Enfin, « La force des croyances ancestrales et des usages est telle qu’elle résiste aux mutations religieuses du groupe. L’absence des documents sur l’expansion de l’hébraïsme en milieu berbère s’explique amplement par le fait que nous sommes en milieu de tradition orale. La culture berbère, imprégnée elle-même d’influences sémitiques, depuis la domination carthaginoise, était pauvre (contes, légendes, proverbes, poèmes) ; mais les Juifs berbérophones des pays « Schleuh » et « amazig » avaient en plus de leurs dialectes vivants et de leur folklore une littérature orale et religieuse dont il ne s’est malheureusement conservé que des vestiges. [40] » Chouraqui rapporte que les recherches de Zafrani sur l’enseignement traditionnel juif au Maroc, lui font observer que « parmi les groupes berbérphones l’hébreu reste pour tous la langue principale de la liturgie et de l’enseignement traditionnel. Le berbère est utilisé comme langue d’explication et de traduction des textes sacrés, au même titre que les autres communautés ont recours au judéo-arabe, au judéo-espagnol ou au yiddish. Certaines prières dont les bénédictions de la Torah étaient récitées uniquement en berbère. Hirschberg semble ignorer l’existence de cette littérature juive berbère comprenant des commentaires et des traductions des textes sacrés qui se transmettaient oralement. Zafrani a étudié récemment une version berbère de la Haggadah de Pessah.

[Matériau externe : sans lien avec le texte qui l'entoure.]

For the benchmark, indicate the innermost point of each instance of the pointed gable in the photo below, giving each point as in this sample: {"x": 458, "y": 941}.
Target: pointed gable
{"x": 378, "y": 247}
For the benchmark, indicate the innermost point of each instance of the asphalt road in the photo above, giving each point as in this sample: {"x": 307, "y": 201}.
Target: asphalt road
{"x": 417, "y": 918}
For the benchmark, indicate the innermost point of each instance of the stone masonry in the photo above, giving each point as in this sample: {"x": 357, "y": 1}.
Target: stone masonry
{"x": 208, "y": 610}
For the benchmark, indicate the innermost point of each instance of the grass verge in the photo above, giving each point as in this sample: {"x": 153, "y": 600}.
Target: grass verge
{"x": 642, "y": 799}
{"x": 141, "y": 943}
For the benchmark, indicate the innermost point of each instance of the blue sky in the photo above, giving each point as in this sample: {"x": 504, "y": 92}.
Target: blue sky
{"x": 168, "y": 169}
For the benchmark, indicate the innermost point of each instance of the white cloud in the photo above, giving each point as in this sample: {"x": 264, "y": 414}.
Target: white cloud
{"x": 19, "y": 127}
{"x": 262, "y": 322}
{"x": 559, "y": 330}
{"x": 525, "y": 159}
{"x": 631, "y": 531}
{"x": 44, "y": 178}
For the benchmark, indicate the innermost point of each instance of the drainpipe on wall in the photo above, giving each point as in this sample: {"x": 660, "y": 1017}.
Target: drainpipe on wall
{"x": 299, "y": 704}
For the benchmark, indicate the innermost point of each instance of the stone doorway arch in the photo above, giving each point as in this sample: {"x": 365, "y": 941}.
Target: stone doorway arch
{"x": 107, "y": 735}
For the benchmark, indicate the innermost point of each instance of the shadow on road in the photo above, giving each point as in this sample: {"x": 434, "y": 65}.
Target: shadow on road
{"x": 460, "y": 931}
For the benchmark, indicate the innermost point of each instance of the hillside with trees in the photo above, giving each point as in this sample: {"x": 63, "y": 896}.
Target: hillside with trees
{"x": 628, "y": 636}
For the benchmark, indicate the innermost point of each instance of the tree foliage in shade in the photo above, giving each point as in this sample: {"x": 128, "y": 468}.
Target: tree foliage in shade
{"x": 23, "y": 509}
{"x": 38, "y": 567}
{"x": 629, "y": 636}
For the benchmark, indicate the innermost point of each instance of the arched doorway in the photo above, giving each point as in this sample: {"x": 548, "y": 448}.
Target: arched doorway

Remarquons enfin que le terme de langue judéo-berbère n’existe pas au contraire du judéo-arabe ou du judéo-espagnol, parlés par les Juifs d’Afrique du Nord. Cela ne prouverait-il pas que les Berbères judaïsés ont continué de parler leur dialectes sans éprouver le besoin d’y ajouter un vocabulaire hébreu ?" [41]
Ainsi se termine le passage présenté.